EL PODER SE EJERCE SIN MÁS

Un segundo aspecto: el del control. La política alguien debe decidir. Es el soberano. Es una visión casi sagrada, pero sin Dios, y ya en su “Teología política” (1922), adelantaba esa pregunta. Toda lucha política es, después de todo, de sobrevivencia. De amigos y enemigos. ¿Quién controla al controlador? De nuevo, al soberano no lo controla nadie. Y si se les pide a los parlamentarios que debatan una decisión para controlarlo –dirá Schmitt con sorna– formarán una comisión de estudio que no resolverá nada, incapaces de decidir quién es culpable, si Barrabás o Cristo. La democracia republicana aparece así como ineficiente, corrupta, como lo expone en su “Las crisis de la democracia parlamentaria” (1923).

PERO SCHMITT, LAMENTABLEMENTE, NO ESTÁ SOLO

Las oleadas totalitarias de las primeras épocas del siglo veinte, de Europa a América Latina, o bien toman algunas de sus ideas o bien se nutren de las mismas fuentes.

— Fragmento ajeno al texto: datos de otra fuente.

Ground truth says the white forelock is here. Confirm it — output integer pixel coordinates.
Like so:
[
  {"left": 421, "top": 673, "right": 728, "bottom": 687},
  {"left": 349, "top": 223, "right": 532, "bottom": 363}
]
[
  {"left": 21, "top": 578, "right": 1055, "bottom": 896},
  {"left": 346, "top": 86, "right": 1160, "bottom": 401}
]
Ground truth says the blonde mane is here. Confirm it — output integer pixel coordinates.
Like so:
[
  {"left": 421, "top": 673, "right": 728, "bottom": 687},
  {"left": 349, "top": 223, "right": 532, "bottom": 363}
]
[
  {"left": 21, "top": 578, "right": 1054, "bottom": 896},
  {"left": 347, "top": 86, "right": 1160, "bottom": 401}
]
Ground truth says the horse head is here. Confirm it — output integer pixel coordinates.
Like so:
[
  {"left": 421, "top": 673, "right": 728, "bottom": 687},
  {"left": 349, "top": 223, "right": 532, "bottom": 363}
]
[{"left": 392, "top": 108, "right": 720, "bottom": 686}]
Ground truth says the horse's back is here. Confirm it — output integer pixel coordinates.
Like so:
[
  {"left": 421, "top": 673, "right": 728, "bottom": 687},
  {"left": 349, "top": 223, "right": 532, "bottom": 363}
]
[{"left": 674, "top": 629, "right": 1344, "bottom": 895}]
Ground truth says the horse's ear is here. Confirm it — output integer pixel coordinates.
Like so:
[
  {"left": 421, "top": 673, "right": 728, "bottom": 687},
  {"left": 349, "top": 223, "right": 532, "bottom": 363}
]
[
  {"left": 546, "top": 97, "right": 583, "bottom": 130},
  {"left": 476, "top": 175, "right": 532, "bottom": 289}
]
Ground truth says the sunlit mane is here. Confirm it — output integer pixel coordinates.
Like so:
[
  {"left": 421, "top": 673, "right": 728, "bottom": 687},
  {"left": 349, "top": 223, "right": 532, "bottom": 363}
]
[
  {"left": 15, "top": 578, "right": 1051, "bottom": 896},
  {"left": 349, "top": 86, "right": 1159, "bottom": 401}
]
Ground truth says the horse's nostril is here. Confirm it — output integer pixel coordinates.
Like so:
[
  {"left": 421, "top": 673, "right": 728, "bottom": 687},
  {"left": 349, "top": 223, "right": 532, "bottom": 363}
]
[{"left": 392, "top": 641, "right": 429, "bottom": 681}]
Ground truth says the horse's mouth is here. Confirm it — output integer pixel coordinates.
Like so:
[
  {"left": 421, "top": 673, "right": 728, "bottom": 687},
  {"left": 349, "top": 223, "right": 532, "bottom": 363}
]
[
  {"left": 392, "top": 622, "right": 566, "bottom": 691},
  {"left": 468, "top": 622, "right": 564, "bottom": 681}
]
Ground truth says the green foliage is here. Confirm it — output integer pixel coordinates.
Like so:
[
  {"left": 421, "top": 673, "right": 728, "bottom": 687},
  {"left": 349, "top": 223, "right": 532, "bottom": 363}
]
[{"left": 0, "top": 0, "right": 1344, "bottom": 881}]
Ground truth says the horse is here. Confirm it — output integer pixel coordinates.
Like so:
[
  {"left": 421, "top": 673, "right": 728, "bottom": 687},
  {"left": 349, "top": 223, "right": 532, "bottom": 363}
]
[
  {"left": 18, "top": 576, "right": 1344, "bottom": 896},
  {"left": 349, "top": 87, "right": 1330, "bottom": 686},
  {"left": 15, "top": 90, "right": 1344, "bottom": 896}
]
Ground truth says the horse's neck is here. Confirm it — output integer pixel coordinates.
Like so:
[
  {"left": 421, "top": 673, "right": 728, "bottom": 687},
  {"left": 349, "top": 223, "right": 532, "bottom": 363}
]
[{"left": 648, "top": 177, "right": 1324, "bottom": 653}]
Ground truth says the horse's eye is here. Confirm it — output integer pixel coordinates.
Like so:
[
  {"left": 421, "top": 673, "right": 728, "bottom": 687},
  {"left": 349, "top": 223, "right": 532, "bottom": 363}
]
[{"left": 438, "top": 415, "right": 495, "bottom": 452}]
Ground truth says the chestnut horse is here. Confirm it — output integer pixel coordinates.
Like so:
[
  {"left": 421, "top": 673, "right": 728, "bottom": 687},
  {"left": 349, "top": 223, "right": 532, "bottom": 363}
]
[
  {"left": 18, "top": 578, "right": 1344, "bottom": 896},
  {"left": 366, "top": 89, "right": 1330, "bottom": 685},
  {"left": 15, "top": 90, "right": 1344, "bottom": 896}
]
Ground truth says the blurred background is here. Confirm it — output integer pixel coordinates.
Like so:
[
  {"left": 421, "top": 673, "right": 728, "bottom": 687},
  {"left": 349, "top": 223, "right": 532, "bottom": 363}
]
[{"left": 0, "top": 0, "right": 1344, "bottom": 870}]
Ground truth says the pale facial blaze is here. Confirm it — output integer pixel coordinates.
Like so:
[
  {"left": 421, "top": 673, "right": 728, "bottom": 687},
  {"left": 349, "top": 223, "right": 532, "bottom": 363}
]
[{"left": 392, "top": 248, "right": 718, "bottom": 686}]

El fascismo o los fascismos –de Mussolini a Sorel, como doctrina “espiritual y mística” de la nación– asumirá su crítica a las democracias liberales “huecas”. Pero también los marxismos que, en la lucha Stalin-Trotsky solo se resuelven, últimamente, con la eliminación física del enemigo. El poder se ejerce, con violencia o con mayorías. O ambas cosas. Da lo mismo. Es que este se identifica con la política. El derecho no puede ser el controlador de algo que es su fundamento.

EL DESLIZ ARBITRARIO

El deslizamiento de varias democracias constitucionales actuales hacia regímenes filo schmittianos es llamativo. No sugiero que se han inspirado en él directamente –hoy muchos juristas carecen de cultura filosófica para tal cosa– pero sí, en su desdén de los principios permanentes de un Estado de derecho. Siguen a un oportunismo e incapacidad política de graves consecuencias. Sin mucha transparencia y alejados de toda deliberación ciudadana, el soberano hoy, apura el paso. Limita libertades, suspende derechos con decretos de urgente necesidad. Aprovechando la irracionalidad y emotivismo posmoderno, como todo en este siglo veintiuno, estos gobiernos se mueven de manera sutil, casi callada, arropada en justificaciones legales-arbitrarias.

Arbitrariedad pues al agredir a la razón y al sentido común, emanan decisiones injustas, aunque las invoquen en algunos casos en el marco del orden legal. Es que no siempre lo arbitrario-legal es justo. Ni garantiza las libertades básicas. O protege el bien común. Hoy, el problema de las decisiones en la pandemia creo, provoca la pregunta por el papel del derecho y la constitución. Ver: https://www.lanacion.com.py/columnistas/2020/05/10/para-que-una-constitucion/. Los gobiernos, en su arbitrariedad, crean enemigos, y no debaten con sus ciudadanos. Y deciden, sin chistar, qué es “lo esencial” dejando, presumo, “lo accidental” conforme al que manda. Se respaldan en lo que Schmitt sostenía: el poder de decidir. Sin más. Sin consultas. Pero es ese, realmente, un Estado constitucional democrático; y, sobre todo, ¿republicano? El célebre cientista político Robert Dahl sostenía que, si una democracia como gobierno del pueblo no está sostenida por el juicio deliberativo de los ciudadanos, el sistema se desvía, poco a poco, hacia un régimen de “tutelaje”, donde ciertos grupos o élites controlarán el poder. Y con ello, avanza el control del Estado sobre la sociedad civil. Hoy, con la vigilancia de la información por parte de los grandes conglomerados, ese no es un peligro inocente. Para evitar esa indeseada democracia constitucional “arbitraria”, las ideas de Carl Schmitt, creo, pueden ayudar a pensar.